Letter of Note printed Richards's letter to his aunt, He is called Mick Jagger, and as we ease into the 50th anniversary of the Rolling Stones, and various reports come and go about their touring again, or not, and recording again, and not, and for that matter, talking to one another civilly again, or not, it's fun to recollect that at some point in rock and roll there were no Rolling Stones. At one point in classical music there was no Bach or Beethoven either, so everything has to come from somewhere.

As Richards describes in Life, the group came together over classic R&B and some serious record collecting. In the early 60s, if you wanted music, you didn't bit torrent it when the spirit moved you. You had to haunt the record shops, and for the Brits, that meant scouring through not just records but imports to boot, and, for that matter, 45s, the one-song singles. Albums weren't the thing yet, although they did exist. Being a music fan was work, but it was worth it because it got you past the mainstream into where the action was. And, if you were lucky, it helped you create the Rolling Stones.

Richards's autobiography is highly recommended, but I would suggest you forego the paper version and acquire the audiobook, which he reads some of, along with Johnny Depp (and another narrator of less fame, but much ability). It's a worthwhile combination of performance and content, which as has been noted on earlier posts, is what audiobooks are all about.

The meaning of the Marshall amp

"If it's too loud, you're too old." And, by now, probably half deaf.

I have been to plenty of rock concerts. At some of them, you couldn't really hear the music, which does seem to lessen the quality of the experience. It wasn't that the music was too soft to hear: it was too loud. The recently deceased Jim Marshall, creator of the Marshall amp, can be directly tracked as the source of volume in stadium rock. Like most people, I knew that there was such a thing as a Marshall amp, so I marginally understood why his passing was noted. An article by William Weir explains it:

Marshall...had the fortune of having a 20-year-old Pete Townshend for a customer. Townshend told Marshall he wanted to hear himself over The Who's audience and rhythm section. Thus was born the first 100-watt amp. Add to that two cabinets, each bearing four speakers—together, the components came to be known as the Marshall stack—and Marshall secured himself a permanent spot on any history-of-loudness timeline... Townshend's wish to hear himself play over his bandmates and audience was certainly a reasonable one. But his discussing it with Marshall—who could actually do something about it—might be the moment arena rock was born, and the start of a widening divide between audience and performer.

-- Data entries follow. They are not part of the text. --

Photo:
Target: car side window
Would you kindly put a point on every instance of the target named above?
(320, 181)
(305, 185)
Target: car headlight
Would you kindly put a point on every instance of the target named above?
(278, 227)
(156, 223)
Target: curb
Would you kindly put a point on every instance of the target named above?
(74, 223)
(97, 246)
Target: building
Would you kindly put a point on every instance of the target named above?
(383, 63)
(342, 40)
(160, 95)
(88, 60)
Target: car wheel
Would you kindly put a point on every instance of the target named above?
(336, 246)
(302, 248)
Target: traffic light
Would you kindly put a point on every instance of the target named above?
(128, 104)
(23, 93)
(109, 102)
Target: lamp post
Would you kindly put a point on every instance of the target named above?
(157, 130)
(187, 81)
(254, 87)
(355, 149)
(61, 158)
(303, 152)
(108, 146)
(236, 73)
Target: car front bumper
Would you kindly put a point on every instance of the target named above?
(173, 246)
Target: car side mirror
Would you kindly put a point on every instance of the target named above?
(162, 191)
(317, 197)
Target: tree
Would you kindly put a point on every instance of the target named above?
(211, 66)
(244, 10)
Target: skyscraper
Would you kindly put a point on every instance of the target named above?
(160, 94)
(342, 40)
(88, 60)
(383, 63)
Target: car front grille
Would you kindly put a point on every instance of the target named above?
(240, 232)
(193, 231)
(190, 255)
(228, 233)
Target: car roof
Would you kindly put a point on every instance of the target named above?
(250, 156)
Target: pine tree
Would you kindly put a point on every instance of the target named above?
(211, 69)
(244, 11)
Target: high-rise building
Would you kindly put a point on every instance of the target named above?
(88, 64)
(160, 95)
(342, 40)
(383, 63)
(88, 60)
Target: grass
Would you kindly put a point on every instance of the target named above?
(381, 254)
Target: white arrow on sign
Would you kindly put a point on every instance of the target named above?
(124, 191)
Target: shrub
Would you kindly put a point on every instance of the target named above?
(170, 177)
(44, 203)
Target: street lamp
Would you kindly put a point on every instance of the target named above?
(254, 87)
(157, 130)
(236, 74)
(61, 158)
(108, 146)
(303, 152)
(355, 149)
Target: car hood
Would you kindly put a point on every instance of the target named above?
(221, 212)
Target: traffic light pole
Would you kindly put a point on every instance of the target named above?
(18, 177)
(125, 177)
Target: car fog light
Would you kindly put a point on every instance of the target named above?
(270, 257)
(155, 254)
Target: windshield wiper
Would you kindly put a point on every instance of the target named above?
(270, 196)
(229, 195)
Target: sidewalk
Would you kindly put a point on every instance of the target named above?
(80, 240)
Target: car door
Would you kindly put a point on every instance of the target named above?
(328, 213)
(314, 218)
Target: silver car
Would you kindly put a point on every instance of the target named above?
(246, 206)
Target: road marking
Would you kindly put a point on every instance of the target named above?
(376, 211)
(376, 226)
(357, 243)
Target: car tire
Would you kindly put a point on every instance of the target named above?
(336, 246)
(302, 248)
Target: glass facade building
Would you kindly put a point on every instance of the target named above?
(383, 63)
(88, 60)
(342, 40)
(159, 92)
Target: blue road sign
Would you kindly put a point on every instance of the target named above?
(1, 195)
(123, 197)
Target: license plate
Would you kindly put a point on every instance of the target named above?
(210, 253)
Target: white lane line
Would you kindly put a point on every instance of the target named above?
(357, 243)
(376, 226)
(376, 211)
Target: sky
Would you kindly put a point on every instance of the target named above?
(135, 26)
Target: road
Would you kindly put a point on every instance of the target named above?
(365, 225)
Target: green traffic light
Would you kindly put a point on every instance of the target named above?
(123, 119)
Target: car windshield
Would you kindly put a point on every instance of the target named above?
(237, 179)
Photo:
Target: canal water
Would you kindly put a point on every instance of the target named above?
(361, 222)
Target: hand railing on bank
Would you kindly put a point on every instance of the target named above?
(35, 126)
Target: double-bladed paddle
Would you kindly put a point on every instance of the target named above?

In other words, it was the beginning of the battle of the bands versus the listeners' eardrums: How the Marshall Amp Changed Rock—and the Meaning of 'Loud'.

The book tour

If you're going to write a novel, which is an endeavor of great discipline, you're going to imagine a number of things. First of all, you're going to imagine that your book will be a bestseller, and you'll make enough money to give up your day job at the widget factory to spend the rest of your free time playing golf with Jame Patterson down in Palm Beach. Then you're going to have to believe that your great success means that your hungry fans want to meet you in the flesh and listen to you read from your future classic.

It is nice to dream.

A number of writers have finished their books, and with varying degrees of success (and I'm not sure how many rounds on the links with Mr. Patterson) gone on tour to promote their work. The results, as repaired in The Awl, have been mixed:

No one has heckled me yet, although I did have one guy at a reading come up to me and start asking me questions about the technology of the TM-31 and how it works and it took about five minutes for me to realize what was happening—it was about the time that I noticed how glassy his eyes were—and then he finally just came out and said it: he was a time traveler, too, and he wanted to know if I could do it anytime I wanted or had to use the machine the way I described in the book.

The title of the piece is self-explanatory. It's fun even if you don't have a bestseller in your personal oven: Nine Writers And Publicists Tell All About Readings And Book Tours.